Ronstadt recounts a time during the winter of 1979 when she was “keeping company” with the then-41-year-old governor when a series of winter storms threatened to wipe out her Malibu Colony home. “The newspapers had begun to speculate on whether the governor was going to spend state money to protect his girlfriend’s house,” Ronstadt writes. “Precisely because of such speculation, Jerry had already decided not to.”
Brown also makes cameos answering the phone when Ronstadt received her offer to star in the Broadway musical "Pirates of Penzance" and reappropriating a bouquet of roses someone had sent Ronstadt to give as a gift to Rosemary Clooney. Ronstadt even offers a brief retelling of the couple’s first meeting at Lucy’s El Adobe Mexican Restaurant in Hollywood, an old haunt the governor still visits from time to time and where pictures of a younger Brown still adorn the walls.
At first blush it's hard to imagine the woman who was in the middle of the L.A. rock scene of the 1970s, who tells tales of all-night jam sessions with Gram Parsons and Keith Richards in the Hollywood Hills, had anything in common with the philosophical, Latin-quoting former and current governor.

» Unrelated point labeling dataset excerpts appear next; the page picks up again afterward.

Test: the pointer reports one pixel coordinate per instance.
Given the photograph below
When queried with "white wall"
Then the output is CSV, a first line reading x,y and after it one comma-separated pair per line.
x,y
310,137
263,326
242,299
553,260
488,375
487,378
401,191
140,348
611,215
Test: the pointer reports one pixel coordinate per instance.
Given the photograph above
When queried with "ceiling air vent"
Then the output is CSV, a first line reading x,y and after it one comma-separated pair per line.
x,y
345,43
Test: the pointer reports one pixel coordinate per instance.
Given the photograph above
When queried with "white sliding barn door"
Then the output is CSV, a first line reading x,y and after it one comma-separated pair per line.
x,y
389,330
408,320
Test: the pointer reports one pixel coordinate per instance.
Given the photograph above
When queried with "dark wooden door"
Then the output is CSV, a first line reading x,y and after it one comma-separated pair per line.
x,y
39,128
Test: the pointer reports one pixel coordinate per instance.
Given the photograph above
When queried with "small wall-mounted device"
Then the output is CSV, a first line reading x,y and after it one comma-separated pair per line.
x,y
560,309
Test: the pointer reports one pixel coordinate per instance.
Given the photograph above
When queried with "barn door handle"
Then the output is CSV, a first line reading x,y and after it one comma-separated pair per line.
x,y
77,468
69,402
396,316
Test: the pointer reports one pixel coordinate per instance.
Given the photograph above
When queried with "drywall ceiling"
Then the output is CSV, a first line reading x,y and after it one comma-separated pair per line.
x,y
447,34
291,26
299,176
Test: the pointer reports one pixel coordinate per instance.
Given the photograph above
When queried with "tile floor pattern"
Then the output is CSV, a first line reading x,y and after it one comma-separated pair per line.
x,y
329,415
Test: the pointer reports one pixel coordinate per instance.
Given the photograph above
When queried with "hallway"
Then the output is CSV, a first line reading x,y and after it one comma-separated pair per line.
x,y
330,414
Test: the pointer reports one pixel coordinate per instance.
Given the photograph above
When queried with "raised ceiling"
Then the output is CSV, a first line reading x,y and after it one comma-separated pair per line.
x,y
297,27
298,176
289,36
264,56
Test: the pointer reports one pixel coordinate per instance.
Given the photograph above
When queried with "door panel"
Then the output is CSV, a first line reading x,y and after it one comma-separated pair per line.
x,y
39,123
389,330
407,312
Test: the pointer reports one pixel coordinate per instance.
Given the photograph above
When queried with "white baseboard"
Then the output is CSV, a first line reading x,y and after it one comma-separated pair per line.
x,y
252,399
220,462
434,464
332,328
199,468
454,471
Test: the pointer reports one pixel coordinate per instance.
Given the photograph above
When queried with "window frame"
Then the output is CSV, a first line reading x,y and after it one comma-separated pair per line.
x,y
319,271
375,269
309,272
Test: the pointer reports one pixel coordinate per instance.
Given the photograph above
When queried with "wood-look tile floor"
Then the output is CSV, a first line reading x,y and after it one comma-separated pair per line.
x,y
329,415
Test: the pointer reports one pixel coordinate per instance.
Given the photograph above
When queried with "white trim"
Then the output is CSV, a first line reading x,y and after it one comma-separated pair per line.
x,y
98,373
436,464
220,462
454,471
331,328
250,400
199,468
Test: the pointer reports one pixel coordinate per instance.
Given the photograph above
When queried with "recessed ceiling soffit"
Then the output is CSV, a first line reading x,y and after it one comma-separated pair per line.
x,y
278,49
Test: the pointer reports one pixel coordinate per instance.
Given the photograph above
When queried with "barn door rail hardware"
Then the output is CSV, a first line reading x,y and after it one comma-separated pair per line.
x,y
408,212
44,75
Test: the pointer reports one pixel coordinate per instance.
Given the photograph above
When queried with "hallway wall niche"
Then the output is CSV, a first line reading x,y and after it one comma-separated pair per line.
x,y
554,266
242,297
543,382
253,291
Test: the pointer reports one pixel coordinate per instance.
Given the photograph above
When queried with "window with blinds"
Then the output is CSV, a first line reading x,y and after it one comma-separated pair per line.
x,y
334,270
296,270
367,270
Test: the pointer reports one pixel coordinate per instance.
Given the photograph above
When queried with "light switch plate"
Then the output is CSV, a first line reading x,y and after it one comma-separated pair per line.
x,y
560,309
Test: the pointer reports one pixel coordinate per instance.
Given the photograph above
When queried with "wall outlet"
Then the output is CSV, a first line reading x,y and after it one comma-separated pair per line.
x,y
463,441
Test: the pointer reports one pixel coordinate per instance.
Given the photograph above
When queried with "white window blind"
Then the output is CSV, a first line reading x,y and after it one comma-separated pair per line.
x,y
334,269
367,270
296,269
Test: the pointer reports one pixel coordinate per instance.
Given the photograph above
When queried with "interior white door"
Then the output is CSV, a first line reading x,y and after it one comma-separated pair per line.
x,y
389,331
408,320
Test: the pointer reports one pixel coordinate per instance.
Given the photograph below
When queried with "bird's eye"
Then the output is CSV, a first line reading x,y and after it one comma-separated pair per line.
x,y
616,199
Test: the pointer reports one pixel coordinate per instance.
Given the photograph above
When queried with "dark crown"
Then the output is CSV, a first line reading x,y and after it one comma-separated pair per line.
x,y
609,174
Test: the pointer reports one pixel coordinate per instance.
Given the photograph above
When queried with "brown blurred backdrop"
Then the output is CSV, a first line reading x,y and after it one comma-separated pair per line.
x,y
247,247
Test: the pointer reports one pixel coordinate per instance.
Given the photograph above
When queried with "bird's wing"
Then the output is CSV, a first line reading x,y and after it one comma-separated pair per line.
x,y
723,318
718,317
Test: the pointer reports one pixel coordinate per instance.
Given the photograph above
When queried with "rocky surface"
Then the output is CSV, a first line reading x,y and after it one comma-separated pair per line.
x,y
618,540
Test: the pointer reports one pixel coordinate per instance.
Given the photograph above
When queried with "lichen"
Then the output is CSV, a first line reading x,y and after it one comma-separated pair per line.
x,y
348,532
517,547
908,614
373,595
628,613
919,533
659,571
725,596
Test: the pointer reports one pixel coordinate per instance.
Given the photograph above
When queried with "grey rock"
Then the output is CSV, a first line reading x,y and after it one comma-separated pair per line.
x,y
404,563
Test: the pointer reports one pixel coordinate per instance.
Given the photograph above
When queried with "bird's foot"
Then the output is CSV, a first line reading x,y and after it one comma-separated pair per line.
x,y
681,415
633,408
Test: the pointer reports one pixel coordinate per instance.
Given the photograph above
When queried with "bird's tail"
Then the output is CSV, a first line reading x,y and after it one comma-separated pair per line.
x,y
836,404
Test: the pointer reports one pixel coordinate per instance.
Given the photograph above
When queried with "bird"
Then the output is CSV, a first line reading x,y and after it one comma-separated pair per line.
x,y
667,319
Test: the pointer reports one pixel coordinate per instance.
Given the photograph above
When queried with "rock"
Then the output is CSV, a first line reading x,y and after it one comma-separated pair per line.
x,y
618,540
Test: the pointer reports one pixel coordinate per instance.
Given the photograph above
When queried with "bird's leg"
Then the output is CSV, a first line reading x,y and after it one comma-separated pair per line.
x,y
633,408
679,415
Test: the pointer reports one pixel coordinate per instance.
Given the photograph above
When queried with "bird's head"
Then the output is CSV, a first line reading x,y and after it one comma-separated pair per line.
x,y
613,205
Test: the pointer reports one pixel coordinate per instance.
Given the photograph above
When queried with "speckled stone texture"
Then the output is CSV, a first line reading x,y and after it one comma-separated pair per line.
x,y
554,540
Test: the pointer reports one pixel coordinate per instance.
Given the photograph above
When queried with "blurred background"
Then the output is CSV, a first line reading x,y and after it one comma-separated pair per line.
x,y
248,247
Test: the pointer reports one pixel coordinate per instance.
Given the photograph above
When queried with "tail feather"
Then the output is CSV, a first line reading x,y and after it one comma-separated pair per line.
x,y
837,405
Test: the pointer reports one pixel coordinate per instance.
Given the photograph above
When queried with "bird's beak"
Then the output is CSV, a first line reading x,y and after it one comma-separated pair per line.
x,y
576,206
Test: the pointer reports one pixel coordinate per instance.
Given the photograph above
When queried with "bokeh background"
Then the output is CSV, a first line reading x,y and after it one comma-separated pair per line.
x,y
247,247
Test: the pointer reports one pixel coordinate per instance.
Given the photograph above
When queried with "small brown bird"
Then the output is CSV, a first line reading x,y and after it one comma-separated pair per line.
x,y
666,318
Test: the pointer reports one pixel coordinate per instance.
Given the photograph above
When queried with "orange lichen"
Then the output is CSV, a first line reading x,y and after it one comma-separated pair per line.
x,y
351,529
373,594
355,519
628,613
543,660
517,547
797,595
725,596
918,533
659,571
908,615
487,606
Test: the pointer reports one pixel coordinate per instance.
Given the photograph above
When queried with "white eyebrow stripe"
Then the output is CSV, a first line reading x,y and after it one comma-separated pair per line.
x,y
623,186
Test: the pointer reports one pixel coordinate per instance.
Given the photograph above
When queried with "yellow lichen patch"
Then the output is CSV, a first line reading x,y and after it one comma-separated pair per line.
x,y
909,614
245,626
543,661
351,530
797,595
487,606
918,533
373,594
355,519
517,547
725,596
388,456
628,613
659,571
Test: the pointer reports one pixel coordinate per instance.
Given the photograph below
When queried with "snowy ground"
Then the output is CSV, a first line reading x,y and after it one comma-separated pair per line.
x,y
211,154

But Ronstadt explains their connection, saying the two “had a lot of fun for a number of years. He was smart and funny, not interested in drinking or drugs, and lived his life carefully, with a great deal of discipline," attributes she describes as "a relief" from the musicians she hung around with.
"Neither of us ever suffered under the delusion that we would like to share each other’s lives. I would have found his life too restrictive, and he would have found mine entirely chaotic," she continues. "Eventually we went our separate ways and embraced things that resonated with us as different individuals … We have always remained on excellent terms.”